As we approach the 25th anniversary of the 9/11 Al Qaeda terrorist attack that destroyed the World Trade Center and killed thousands on that horrific day, a reckoning is coming for the thousands of others in the years since who died or were sickened from the poisonous cloud that arose when the towers fell.
Critically, as part of the budget for a half dozen federal departments passed by Congress and signed by President Trump this month, the World Trade Center Health Program, which exists in law until 2090, will now have sufficient funding to care for the 140,000 people enrolled, including a 7% annual inflation adjustment up until 2040.
So any cuts or rationing of health care for the heroes and victims of 9/11 can be avoided and the survivors and responders will have the treatment they need.
Here in the city, answers to questions of who knew what and when about the health risks at Ground Zero are also coming into focus.
Previous mayors have refused pleas from members of Congress to open up the WTC files, saying they would turn over the materials if the city was given immunity from lawsuits. But any legal liability exposure was capped at $350 million by Congress in November 2001 and the World Trade Center Captive Insurance Company, which is controlled by City Hall, still has hundreds of millions dollars supplied by the feds to pay out claims.
And there is hardly anyone who can sue. Everyone who received money from the September 11th Victim Compensation Fund administered by the Department of Justice cannot sue. However, still the mayors refused.

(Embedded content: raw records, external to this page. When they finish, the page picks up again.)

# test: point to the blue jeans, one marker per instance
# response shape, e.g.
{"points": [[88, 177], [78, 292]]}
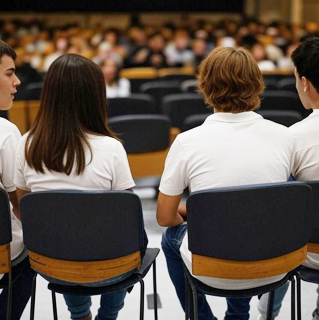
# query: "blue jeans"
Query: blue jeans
{"points": [[237, 308], [22, 276]]}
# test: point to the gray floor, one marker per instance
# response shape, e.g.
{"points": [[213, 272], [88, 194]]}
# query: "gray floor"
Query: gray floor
{"points": [[170, 309]]}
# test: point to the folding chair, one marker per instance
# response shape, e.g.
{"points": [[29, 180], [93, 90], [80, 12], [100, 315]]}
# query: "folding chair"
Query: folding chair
{"points": [[84, 237], [247, 232], [5, 255]]}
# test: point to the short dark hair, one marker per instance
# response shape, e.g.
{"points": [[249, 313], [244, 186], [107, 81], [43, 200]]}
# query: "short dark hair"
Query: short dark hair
{"points": [[6, 50], [306, 60]]}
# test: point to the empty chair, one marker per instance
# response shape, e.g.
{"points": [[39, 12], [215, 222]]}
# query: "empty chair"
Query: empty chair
{"points": [[247, 233], [33, 91], [146, 140], [138, 76], [5, 256], [159, 89], [288, 84], [85, 237], [189, 86], [179, 106], [134, 104], [193, 121], [284, 117], [281, 100]]}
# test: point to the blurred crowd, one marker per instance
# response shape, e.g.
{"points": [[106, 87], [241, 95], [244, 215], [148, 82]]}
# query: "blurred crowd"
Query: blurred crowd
{"points": [[38, 45]]}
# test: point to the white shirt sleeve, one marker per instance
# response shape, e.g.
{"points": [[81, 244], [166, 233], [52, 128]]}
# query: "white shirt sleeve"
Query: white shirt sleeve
{"points": [[122, 177], [19, 178], [8, 152], [175, 178]]}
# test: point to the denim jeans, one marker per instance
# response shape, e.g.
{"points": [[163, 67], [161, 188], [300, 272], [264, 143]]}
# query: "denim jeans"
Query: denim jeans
{"points": [[237, 308], [22, 276]]}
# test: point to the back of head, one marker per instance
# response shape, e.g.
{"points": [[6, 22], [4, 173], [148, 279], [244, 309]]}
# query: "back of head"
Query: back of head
{"points": [[73, 103], [6, 50], [230, 80], [306, 60]]}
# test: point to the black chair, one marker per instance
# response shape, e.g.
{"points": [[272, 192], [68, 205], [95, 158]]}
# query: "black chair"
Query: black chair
{"points": [[284, 117], [288, 84], [247, 232], [281, 100], [193, 121], [304, 273], [5, 255], [87, 236], [33, 91], [179, 106], [134, 104], [146, 139], [189, 86], [159, 89]]}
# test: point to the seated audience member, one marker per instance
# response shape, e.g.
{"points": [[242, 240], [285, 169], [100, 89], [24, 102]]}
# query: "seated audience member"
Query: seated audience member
{"points": [[203, 158], [151, 55], [22, 274], [178, 52], [115, 86], [79, 153], [306, 132]]}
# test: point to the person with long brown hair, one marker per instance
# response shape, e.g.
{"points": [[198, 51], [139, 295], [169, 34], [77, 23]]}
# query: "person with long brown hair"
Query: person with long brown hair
{"points": [[234, 146], [70, 146]]}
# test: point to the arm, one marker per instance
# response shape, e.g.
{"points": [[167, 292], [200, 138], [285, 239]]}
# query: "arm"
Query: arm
{"points": [[166, 213]]}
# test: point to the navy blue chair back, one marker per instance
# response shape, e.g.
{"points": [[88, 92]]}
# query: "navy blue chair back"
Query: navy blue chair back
{"points": [[82, 225], [249, 223]]}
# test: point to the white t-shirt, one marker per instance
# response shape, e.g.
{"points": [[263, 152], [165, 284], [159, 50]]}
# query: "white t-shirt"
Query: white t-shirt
{"points": [[306, 160], [228, 150], [108, 169], [9, 139], [121, 89]]}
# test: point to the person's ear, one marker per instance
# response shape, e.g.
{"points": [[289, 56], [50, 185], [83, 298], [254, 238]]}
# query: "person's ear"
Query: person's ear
{"points": [[305, 83]]}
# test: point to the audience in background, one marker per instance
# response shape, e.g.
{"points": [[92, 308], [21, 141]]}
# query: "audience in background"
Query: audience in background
{"points": [[78, 153], [115, 86], [22, 274], [203, 158]]}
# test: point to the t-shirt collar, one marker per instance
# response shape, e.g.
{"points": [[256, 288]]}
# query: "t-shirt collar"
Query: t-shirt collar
{"points": [[234, 117]]}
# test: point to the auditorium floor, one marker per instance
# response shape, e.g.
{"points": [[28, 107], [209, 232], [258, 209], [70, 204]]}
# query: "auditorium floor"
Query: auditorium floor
{"points": [[170, 308]]}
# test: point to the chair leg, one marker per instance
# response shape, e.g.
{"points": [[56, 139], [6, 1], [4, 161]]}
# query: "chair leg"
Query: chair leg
{"points": [[298, 296], [155, 290], [9, 303], [142, 299], [293, 299], [55, 313], [270, 305], [33, 292]]}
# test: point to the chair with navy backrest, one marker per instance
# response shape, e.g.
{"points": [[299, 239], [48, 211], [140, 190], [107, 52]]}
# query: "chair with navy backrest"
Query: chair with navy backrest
{"points": [[5, 239], [87, 236], [247, 232], [304, 273], [134, 104]]}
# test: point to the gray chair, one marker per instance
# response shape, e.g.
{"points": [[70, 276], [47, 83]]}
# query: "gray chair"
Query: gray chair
{"points": [[134, 104], [5, 239], [179, 106], [247, 232], [87, 236], [146, 139]]}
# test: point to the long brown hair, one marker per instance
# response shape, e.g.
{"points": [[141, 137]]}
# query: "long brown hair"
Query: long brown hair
{"points": [[230, 80], [73, 103]]}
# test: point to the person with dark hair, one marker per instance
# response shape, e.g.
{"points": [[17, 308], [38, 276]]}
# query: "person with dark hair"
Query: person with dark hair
{"points": [[234, 146], [9, 138], [306, 132], [70, 146]]}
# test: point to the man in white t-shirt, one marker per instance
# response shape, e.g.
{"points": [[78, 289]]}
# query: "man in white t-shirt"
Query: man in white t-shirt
{"points": [[9, 138], [234, 146], [306, 132]]}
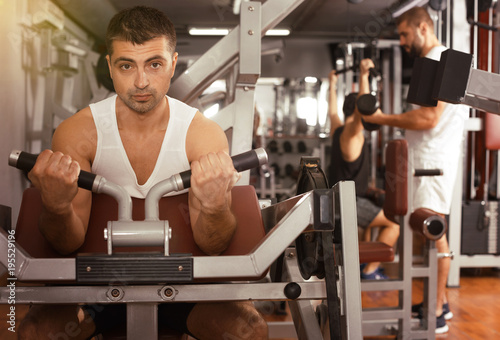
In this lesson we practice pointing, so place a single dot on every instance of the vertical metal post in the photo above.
(142, 321)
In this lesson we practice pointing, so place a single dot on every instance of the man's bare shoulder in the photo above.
(77, 136)
(204, 136)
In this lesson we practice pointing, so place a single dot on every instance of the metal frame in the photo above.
(142, 300)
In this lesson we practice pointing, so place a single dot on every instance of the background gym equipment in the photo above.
(398, 201)
(453, 80)
(368, 103)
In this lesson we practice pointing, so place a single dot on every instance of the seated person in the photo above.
(350, 161)
(138, 138)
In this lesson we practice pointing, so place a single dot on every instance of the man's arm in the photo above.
(66, 208)
(333, 115)
(423, 118)
(352, 139)
(212, 178)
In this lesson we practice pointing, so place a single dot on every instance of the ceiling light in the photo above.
(407, 6)
(213, 31)
(208, 31)
(278, 32)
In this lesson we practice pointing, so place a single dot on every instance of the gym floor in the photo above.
(474, 305)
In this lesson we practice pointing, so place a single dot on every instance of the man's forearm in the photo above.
(213, 232)
(64, 232)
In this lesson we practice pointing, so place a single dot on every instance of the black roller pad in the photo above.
(421, 83)
(452, 76)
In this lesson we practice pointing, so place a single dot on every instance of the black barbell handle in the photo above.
(241, 162)
(244, 161)
(26, 161)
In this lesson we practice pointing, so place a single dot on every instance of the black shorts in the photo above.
(108, 317)
(366, 211)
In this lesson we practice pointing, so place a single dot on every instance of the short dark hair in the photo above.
(138, 25)
(414, 17)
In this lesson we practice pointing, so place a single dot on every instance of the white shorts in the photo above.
(434, 192)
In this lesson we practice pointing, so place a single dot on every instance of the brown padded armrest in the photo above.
(245, 206)
(491, 127)
(396, 178)
(375, 252)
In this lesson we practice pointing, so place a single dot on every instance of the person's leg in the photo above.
(54, 322)
(388, 234)
(226, 320)
(443, 270)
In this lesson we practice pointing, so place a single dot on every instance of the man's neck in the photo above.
(155, 119)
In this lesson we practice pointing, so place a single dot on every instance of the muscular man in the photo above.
(350, 161)
(137, 138)
(434, 136)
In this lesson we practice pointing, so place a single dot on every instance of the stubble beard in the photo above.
(142, 107)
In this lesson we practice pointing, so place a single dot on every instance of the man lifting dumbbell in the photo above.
(350, 161)
(434, 136)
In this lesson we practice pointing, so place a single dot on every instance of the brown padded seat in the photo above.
(375, 252)
(396, 178)
(491, 135)
(245, 206)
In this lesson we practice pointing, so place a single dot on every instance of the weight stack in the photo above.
(480, 228)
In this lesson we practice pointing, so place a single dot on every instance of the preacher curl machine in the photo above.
(113, 267)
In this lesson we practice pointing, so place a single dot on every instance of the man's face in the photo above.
(141, 73)
(411, 39)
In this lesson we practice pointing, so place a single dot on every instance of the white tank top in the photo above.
(111, 161)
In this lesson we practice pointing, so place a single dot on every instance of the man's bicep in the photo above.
(205, 136)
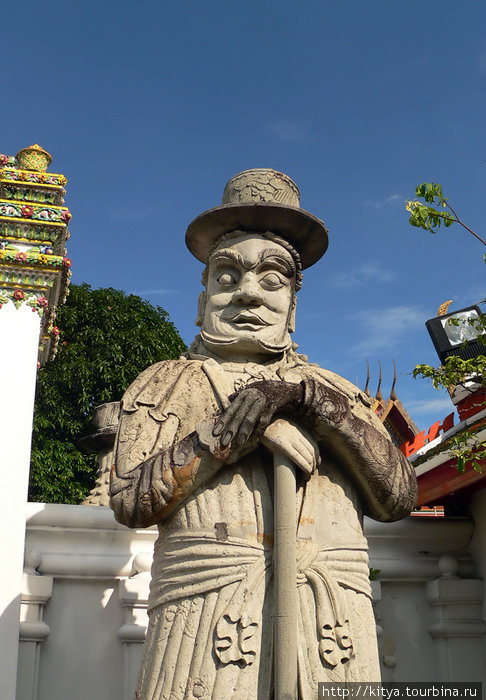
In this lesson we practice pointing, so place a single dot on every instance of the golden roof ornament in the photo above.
(34, 158)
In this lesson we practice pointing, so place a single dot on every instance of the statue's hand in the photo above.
(252, 410)
(294, 442)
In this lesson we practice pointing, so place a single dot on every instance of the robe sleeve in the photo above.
(158, 460)
(336, 414)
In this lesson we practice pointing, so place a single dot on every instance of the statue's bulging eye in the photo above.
(226, 279)
(272, 281)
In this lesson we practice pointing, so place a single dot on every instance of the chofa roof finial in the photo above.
(393, 393)
(379, 395)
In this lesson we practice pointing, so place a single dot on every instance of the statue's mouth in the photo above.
(248, 319)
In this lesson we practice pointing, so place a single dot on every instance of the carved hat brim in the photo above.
(303, 230)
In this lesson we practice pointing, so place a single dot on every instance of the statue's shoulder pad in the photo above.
(158, 379)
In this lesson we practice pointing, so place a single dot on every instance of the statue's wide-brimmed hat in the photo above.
(260, 200)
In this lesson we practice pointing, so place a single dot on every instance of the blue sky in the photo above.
(149, 108)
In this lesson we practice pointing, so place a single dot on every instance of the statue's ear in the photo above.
(201, 308)
(291, 322)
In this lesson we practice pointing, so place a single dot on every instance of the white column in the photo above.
(36, 593)
(133, 593)
(19, 342)
(458, 628)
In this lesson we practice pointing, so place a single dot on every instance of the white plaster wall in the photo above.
(19, 340)
(96, 613)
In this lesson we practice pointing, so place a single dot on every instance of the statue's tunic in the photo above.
(210, 609)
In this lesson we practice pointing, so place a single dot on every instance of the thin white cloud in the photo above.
(384, 328)
(286, 130)
(369, 273)
(136, 213)
(421, 61)
(441, 405)
(392, 201)
(161, 290)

This column suggested using the state Freedom of Information Law, requests which were duly filed by Ben Chevat of 9/11 Health Watch. When the FOILs were denied, his pro bono lawyers Andrew Carboy and Matt McCauley sued the city.
The City Council, using powers granted under the City Charter, ordered the Department of Investigation to produce a report on the hidden WTC records. That prompted one agency, the Department of Environmental Protection, to provide some records after telling the court they had nothing. The documents were largely not significant, however in those DEP boxes there is a memo from the assistant chief of the Law Department’s World Trade Center Unit, which was created in the fall of 2002.
The memo says: “These original World Trade Center documents have been collected and scanned by the New York City Law Department. DO NOT DISPOSE OF THESE DOCUMENTS: they must be preserved to serve as evidence in the event future WTC-related legal actions are brought against the City.”
So the Law Department has everything and has had everything for decades.
And there is another memo that just surfaced, written in the weeks after 9/11 and addressed to then-Deputy Mayor Bob Harding, saying that there could be a great many lawsuits.
Carboy noticed that the Harding memo was mentioned in a footnote in the 2006 book “Grand Illusion: The Untold Story of Rudy Giuliani and 9/11” by the late Wayne Barrett and the late Dan Collins. A copy of the Harding memo was just found in Barrett’s papers stored at the Dolph Briscoe Center for American History at the University of Texas at Austin.
That memo, and everything else, is at the Law Department, which has a new boss in Steve Banks, who was confirmed to be corporation counsel by the City Council 42-6 on Thursday. During his confirmation hearing Banks promised transparency on the WTC files. Now that he is in office, he must publish all of it very soon, while redacting only personal info like phone numbers and Social Security numbers.
The Council must fully fund the Department of Investigation to produce its comprehensive report on the city’s knowledge and actions on the WTC terrorist attack’s lingering environmental and health hazards. Mayor Mamdani has now tapped Nadia Shihata to be the new DOI commissioner.
Shihata, a former Brooklyn federal prosecutor, must commit to the Council during her upcoming confirmation hearing to finishing the job started by just-departed DOI Commissioner Jocelyn Strauber to obey the Council mandate to produce the definitive report on the WTC files.